After the "From " line is the message itself in RFC 5322 format. The final line is a completely blank line with no spaces or tabs.

There are four variants of MBOX: MBOXO, MBOXRD, MBOXCL and MBOXCL2. The four versions all build on the common MBOX structure and are differentiated primarily by changes to the "From " line and and the use of the "Content Length:" field in the message header in determining the start of a new message within the aggregated file.  Moreover, the versions and tool sets for one version are not necessary compatible with one another. See General section for incompatibility details.

MBOX files also include the message attachments, if any, in their original MIME format.

Production phase Used for content in initial (by message authors), middle (by archives) or final state (by message recipients/other end users).
Relationship to other formats
    Defined via IMF, Internet Mail Format
    Has subtype MBOXO, MBOXO Email Format
    Has subtype MBOXRD, MBOXRD Email Format
    Has subtype MBOXCL, MBOXCL Email Format
    Has subtype MBOXCL2, MBOXCL2 Email Format
    Affinity to EMLX, Apple Mail Email Format

Local use Explanation of format description terms

LC experience or existing holdings The Library of Congress includes MBOX files in its collections, especially in the Manuscripts and Music Divisions as well as other personal papers repositories.
LC preference The Library of Congress Recommended Formats Statement (RFS) lists MBOX as an acceptable format for Email: For aggregated groups of messages. The RFS does not specify a variant of MBOX.

Sustainability factors Explanation of format description terms

Disclosure There is no authoritative specification aside from RFC 4155. Its subtypes are partially documented and there is variation within the subtypes.
    Documentation Information available from a number of sources including RFC 4155, and Qmail.org's mbox - file containing mail messages (link through Internet Archive).

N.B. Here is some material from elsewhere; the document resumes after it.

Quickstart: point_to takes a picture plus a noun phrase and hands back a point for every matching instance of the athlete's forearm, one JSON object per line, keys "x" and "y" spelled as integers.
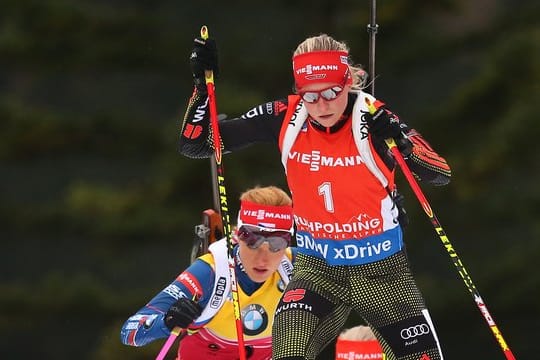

In addition, Jonathan de Boyne Pollard (link available through Internet Archive) informally describes the many incompatibilities among the MBOX variants.
Adoption

Prom reports that, while not a native format for many proprietary clients, MBOX (and EML) has "achieved a certain status as de facto standards because most modern email clients and servers can import and export one or both of the formats" including Thunderbird, Apple Mail, Outlook and Eudora. In addition, external programs such as Aid4Mail, Emailchemy and Xena can convert between the two formats and numerous proprietary formats. Once in an MBOX or EML format, the data can be parsed into XML using standardized schemas such as the Email Account Schema defined in the CERP project.

The Smithsonian Institution Archives uses the CERP-developed toolset to normalize messages to MBOX before converting to XML. The ePADD project developed at Stanford University Libraries ingests and exports MBOX alongside other formats as of 2023 with version 10.0. Native or normalized MBOX files also can be used as access copies because they can be imported into a variety of email clients.

    Licensing and patents [Unknown, probably none].
Transparency Text processing tools can be readily used on the plain text files used to store the email messages.
Self-documentation

The message structure helps declare the subtype but there’s a lot of variation even within the established patterns.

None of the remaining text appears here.